# Camping Around Lake Michigan



## j1mfrog (Jun 6, 2004)

I am going to plan a trip around Lake Michigan for this summer (2nd half of July) and I need planning help.

I'm starting from the Chicago area.

Should I go clockwise or counter-clockwise?

What are some good state or national parks to stay at? I've stayed at most of the good Michigan state parks between Chicago and Grand Haven, what's good north of there? Over in Wisconsin, I've stayed at Penninsula State Park in Door County, what else is good there?

If you've done this trip, what's a good length of time to plan for?

I have already found the circle tour website pretty helpful.

Suggestions welcome, thanks.

Jim


----------



## cookie9933 (Feb 26, 2005)

It doesn't matter which way you go, IMO. I was trying to access the State of Michigan website....seems to be a glitch with their server presently. If accessible you can see all the Michigan Stare Parks, their locations, their features, campsite reservations, etc.

But here are two gems, info from another website:

*Porcupine Mountains Wilderness State Park*
The largest state park in Michigan includes 58,335 acres of land located on the west end of the Upper Peninsula. Located on the shores of Lake Superior, this park offers old-growth forest, cliff-top scenic vistas, waterfalls, and backcountry or modern campsites. Rustic cabins are available year round. There are more than 90 miles of hiking trails, 26 miles of cross-country ski trails, and 15 ski runs along a 641-foot vertical drop. The park also contains four lakes, including the famous Lake of the Clouds scenic overlook. For educational and historical purposes, the visitor center is not to be missed. Take M-107 three miles west of Silver City.

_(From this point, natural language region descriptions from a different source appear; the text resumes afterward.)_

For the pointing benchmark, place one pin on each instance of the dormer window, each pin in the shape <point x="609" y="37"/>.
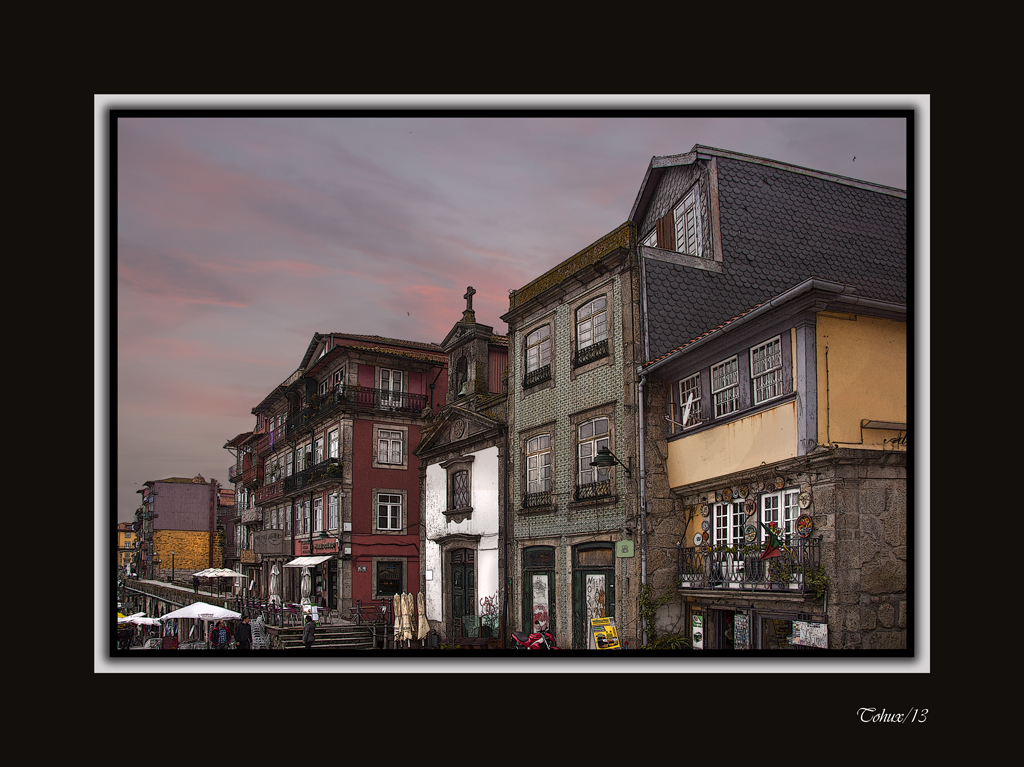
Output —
<point x="680" y="229"/>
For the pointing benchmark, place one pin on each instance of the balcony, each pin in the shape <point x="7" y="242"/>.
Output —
<point x="271" y="439"/>
<point x="252" y="515"/>
<point x="358" y="397"/>
<point x="269" y="493"/>
<point x="323" y="474"/>
<point x="537" y="500"/>
<point x="590" y="353"/>
<point x="593" y="491"/>
<point x="538" y="376"/>
<point x="740" y="568"/>
<point x="253" y="475"/>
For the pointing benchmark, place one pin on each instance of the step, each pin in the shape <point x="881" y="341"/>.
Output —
<point x="346" y="636"/>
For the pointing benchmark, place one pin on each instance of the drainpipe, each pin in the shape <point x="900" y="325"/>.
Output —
<point x="643" y="500"/>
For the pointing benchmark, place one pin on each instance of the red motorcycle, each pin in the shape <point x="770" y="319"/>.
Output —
<point x="539" y="640"/>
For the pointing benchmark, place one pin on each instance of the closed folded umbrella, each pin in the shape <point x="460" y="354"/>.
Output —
<point x="424" y="627"/>
<point x="396" y="606"/>
<point x="408" y="613"/>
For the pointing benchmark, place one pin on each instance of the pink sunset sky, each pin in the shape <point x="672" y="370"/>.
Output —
<point x="236" y="238"/>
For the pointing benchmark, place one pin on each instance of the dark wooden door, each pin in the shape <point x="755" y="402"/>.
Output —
<point x="463" y="588"/>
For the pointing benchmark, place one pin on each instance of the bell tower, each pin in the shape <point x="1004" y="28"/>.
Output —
<point x="466" y="346"/>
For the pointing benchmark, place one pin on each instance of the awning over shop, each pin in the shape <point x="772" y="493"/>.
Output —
<point x="308" y="561"/>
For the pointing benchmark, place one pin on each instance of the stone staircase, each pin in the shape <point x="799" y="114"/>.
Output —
<point x="339" y="636"/>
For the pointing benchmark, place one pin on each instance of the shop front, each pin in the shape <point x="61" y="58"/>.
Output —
<point x="715" y="626"/>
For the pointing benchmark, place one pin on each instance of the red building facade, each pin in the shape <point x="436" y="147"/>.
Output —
<point x="329" y="480"/>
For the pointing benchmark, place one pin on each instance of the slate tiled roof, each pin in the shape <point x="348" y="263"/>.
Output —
<point x="779" y="227"/>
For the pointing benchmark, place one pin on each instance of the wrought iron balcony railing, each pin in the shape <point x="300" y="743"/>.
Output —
<point x="330" y="471"/>
<point x="350" y="396"/>
<point x="592" y="491"/>
<point x="269" y="492"/>
<point x="590" y="353"/>
<point x="535" y="500"/>
<point x="740" y="567"/>
<point x="252" y="515"/>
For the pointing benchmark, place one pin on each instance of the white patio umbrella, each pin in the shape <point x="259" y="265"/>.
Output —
<point x="275" y="585"/>
<point x="306" y="586"/>
<point x="202" y="611"/>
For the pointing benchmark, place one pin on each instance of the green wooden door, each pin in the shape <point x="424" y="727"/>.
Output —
<point x="593" y="589"/>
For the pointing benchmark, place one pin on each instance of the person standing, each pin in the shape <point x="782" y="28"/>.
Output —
<point x="308" y="632"/>
<point x="243" y="635"/>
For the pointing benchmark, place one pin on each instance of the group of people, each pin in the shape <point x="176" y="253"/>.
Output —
<point x="252" y="636"/>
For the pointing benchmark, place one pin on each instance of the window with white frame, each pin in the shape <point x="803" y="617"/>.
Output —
<point x="317" y="514"/>
<point x="592" y="323"/>
<point x="687" y="224"/>
<point x="539" y="464"/>
<point x="539" y="348"/>
<point x="332" y="512"/>
<point x="389" y="446"/>
<point x="729" y="519"/>
<point x="766" y="370"/>
<point x="388" y="511"/>
<point x="689" y="400"/>
<point x="781" y="508"/>
<point x="390" y="385"/>
<point x="460" y="489"/>
<point x="725" y="386"/>
<point x="593" y="435"/>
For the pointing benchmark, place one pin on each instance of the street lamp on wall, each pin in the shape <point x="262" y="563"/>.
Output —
<point x="606" y="459"/>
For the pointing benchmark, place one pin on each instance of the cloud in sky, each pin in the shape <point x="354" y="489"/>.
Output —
<point x="238" y="238"/>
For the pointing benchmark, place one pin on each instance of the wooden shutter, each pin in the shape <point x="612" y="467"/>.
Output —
<point x="667" y="231"/>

*Tahquamenon Falls State Park*
Park encompasses nearly 40,000 acres in the heart of Michigan's eastern Upper Peninsula. Most of this area is undeveloped woodland and peatland without roads, buildings, or power lines. The centerpiece of the park and the very reason for its existence is the Tahquamenon River and its waterfalls. The Upper Falls is one of the largest waterfalls east of the Mississippi. Here, the river plunges nearly 50 feet from a 200-foot-wide escarpment. During the spring snowmelt, flows of more than 50,000 gallons per second have been recorded thundering over these falls. As visitors walk from the parking lot to the various viewing areas, they will find themselves beneath the canopy of one of Michigan's largest uninterrupted old-growth hardwood stands. This unique 1,700 acre community surrounds the Upper Falls as well as the Lower Falls.

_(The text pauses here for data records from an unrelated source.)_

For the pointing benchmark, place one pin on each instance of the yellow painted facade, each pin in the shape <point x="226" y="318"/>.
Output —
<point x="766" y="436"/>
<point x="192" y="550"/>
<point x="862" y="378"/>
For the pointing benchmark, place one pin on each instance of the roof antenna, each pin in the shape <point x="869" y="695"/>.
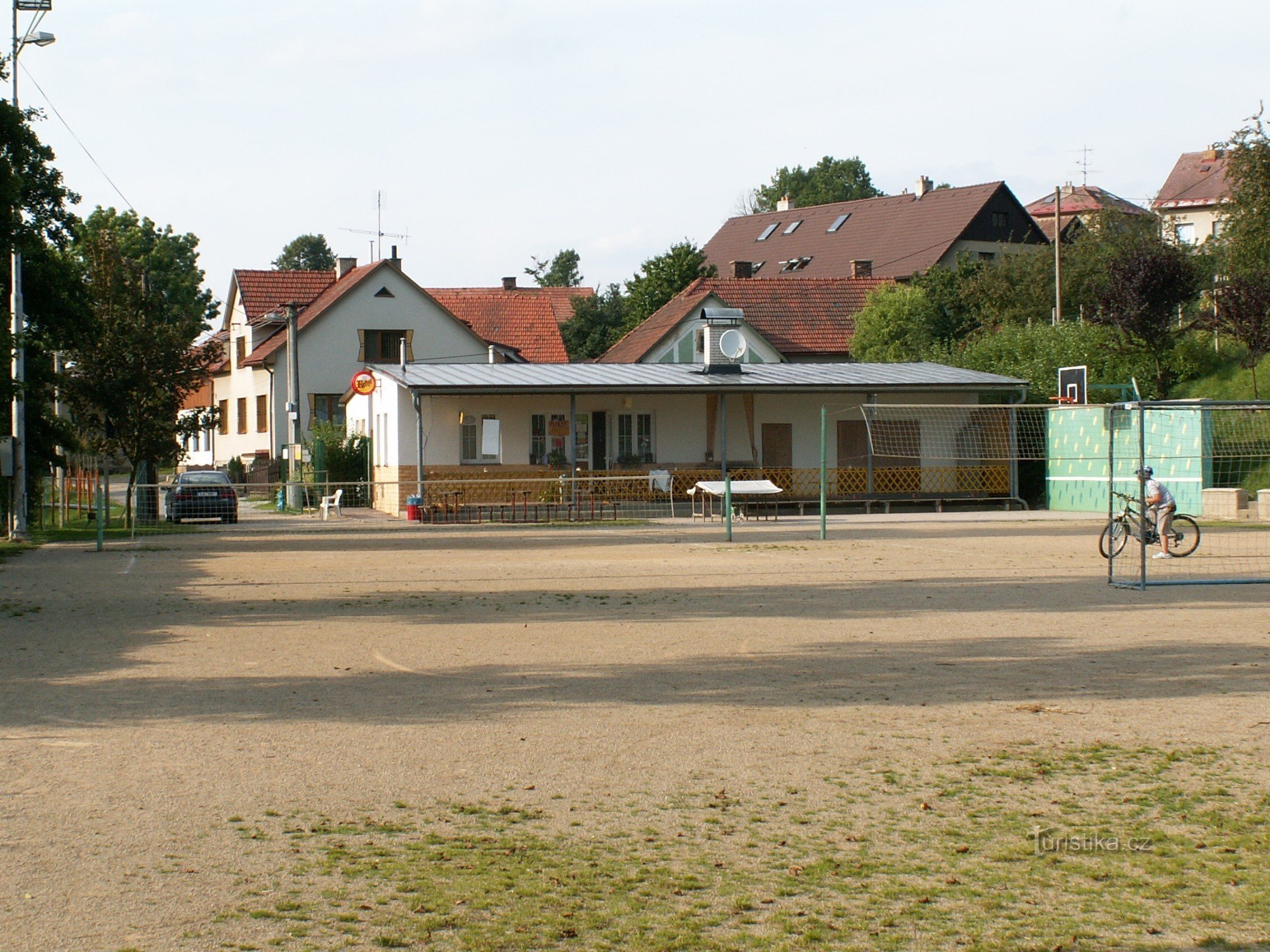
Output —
<point x="378" y="242"/>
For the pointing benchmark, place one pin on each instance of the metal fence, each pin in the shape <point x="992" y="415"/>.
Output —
<point x="1216" y="454"/>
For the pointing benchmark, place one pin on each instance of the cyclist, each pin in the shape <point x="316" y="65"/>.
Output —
<point x="1160" y="499"/>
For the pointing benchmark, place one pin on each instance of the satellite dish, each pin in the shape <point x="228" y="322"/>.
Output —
<point x="733" y="345"/>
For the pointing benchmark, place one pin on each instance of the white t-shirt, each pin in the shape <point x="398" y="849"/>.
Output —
<point x="1155" y="488"/>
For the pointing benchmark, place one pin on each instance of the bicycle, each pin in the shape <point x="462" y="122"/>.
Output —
<point x="1131" y="522"/>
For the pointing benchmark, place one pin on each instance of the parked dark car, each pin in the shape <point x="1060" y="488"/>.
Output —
<point x="204" y="494"/>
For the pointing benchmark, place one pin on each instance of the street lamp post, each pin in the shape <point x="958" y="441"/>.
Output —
<point x="17" y="318"/>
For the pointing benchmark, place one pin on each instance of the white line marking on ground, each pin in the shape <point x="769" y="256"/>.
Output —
<point x="392" y="664"/>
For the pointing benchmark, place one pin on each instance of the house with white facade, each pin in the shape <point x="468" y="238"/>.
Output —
<point x="349" y="318"/>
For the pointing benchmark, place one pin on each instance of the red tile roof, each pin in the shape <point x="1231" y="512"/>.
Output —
<point x="525" y="319"/>
<point x="1198" y="180"/>
<point x="799" y="317"/>
<point x="900" y="234"/>
<point x="331" y="295"/>
<point x="1083" y="200"/>
<point x="265" y="291"/>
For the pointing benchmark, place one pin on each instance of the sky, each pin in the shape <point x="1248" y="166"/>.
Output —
<point x="500" y="130"/>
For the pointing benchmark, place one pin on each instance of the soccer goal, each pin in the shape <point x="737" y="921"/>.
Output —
<point x="1215" y="461"/>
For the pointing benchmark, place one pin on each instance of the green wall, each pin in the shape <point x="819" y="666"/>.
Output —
<point x="1076" y="442"/>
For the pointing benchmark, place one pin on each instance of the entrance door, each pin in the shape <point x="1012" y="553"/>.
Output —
<point x="778" y="445"/>
<point x="853" y="445"/>
<point x="600" y="441"/>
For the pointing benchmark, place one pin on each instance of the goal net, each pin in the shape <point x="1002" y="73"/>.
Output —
<point x="1215" y="460"/>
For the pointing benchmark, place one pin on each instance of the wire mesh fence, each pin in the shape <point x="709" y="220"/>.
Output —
<point x="1213" y="463"/>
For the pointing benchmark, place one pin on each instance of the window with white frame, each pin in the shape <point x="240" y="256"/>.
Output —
<point x="479" y="440"/>
<point x="636" y="439"/>
<point x="548" y="437"/>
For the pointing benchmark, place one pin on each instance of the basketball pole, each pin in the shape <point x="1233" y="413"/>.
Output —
<point x="824" y="477"/>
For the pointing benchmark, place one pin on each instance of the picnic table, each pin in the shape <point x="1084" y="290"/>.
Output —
<point x="749" y="497"/>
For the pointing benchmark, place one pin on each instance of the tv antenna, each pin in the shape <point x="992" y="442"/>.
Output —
<point x="378" y="242"/>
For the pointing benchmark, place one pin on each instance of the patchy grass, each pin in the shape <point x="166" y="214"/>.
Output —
<point x="1022" y="849"/>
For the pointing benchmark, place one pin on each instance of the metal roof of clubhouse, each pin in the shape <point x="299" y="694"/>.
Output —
<point x="685" y="379"/>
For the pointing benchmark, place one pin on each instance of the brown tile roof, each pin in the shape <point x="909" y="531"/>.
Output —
<point x="335" y="291"/>
<point x="265" y="291"/>
<point x="797" y="315"/>
<point x="1198" y="180"/>
<point x="526" y="319"/>
<point x="1083" y="200"/>
<point x="900" y="234"/>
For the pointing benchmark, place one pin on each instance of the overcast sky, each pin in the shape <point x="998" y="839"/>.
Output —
<point x="498" y="130"/>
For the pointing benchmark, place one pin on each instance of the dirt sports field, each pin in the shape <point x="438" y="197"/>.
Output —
<point x="944" y="733"/>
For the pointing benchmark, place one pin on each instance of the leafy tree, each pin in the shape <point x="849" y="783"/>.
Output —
<point x="829" y="181"/>
<point x="1243" y="312"/>
<point x="137" y="366"/>
<point x="36" y="220"/>
<point x="895" y="326"/>
<point x="596" y="326"/>
<point x="665" y="276"/>
<point x="1247" y="237"/>
<point x="559" y="272"/>
<point x="1147" y="286"/>
<point x="307" y="253"/>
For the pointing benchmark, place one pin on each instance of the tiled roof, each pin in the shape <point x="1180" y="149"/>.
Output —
<point x="525" y="319"/>
<point x="265" y="291"/>
<point x="797" y="315"/>
<point x="1197" y="181"/>
<point x="900" y="234"/>
<point x="331" y="295"/>
<point x="1083" y="200"/>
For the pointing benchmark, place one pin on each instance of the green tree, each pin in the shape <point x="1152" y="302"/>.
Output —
<point x="307" y="253"/>
<point x="895" y="326"/>
<point x="138" y="364"/>
<point x="37" y="223"/>
<point x="829" y="181"/>
<point x="1149" y="284"/>
<point x="1247" y="235"/>
<point x="1243" y="312"/>
<point x="596" y="326"/>
<point x="662" y="277"/>
<point x="559" y="272"/>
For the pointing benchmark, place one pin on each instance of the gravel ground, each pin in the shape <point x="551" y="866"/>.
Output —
<point x="148" y="694"/>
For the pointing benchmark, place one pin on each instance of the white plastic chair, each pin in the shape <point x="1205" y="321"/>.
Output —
<point x="330" y="503"/>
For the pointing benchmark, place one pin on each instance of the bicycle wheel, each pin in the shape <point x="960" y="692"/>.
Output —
<point x="1186" y="536"/>
<point x="1113" y="539"/>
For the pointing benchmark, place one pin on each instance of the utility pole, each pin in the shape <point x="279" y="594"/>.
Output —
<point x="1059" y="256"/>
<point x="295" y="499"/>
<point x="17" y="317"/>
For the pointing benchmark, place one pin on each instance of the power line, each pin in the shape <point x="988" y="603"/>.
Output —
<point x="92" y="159"/>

The Lower Falls are located four miles downstream from the Upper Falls, and consist of a series of five smaller falls cascading around an island. Although not as dramatic as the Upper Falls, they are considered by many to be more picturesque. The Tahquamenon River drains a watershed of approximately 820 square miles. From its source north of McMillan, it meanders 94 miles before emptying into Lake Superior's Whitefish Bay. The distinct amber color of its water is not rust nor is it muddiness; it is a result of tannin, a pigment leached from the bows of the cedar, spruce, and hemlock trees that inhabit the swamps drained by the river.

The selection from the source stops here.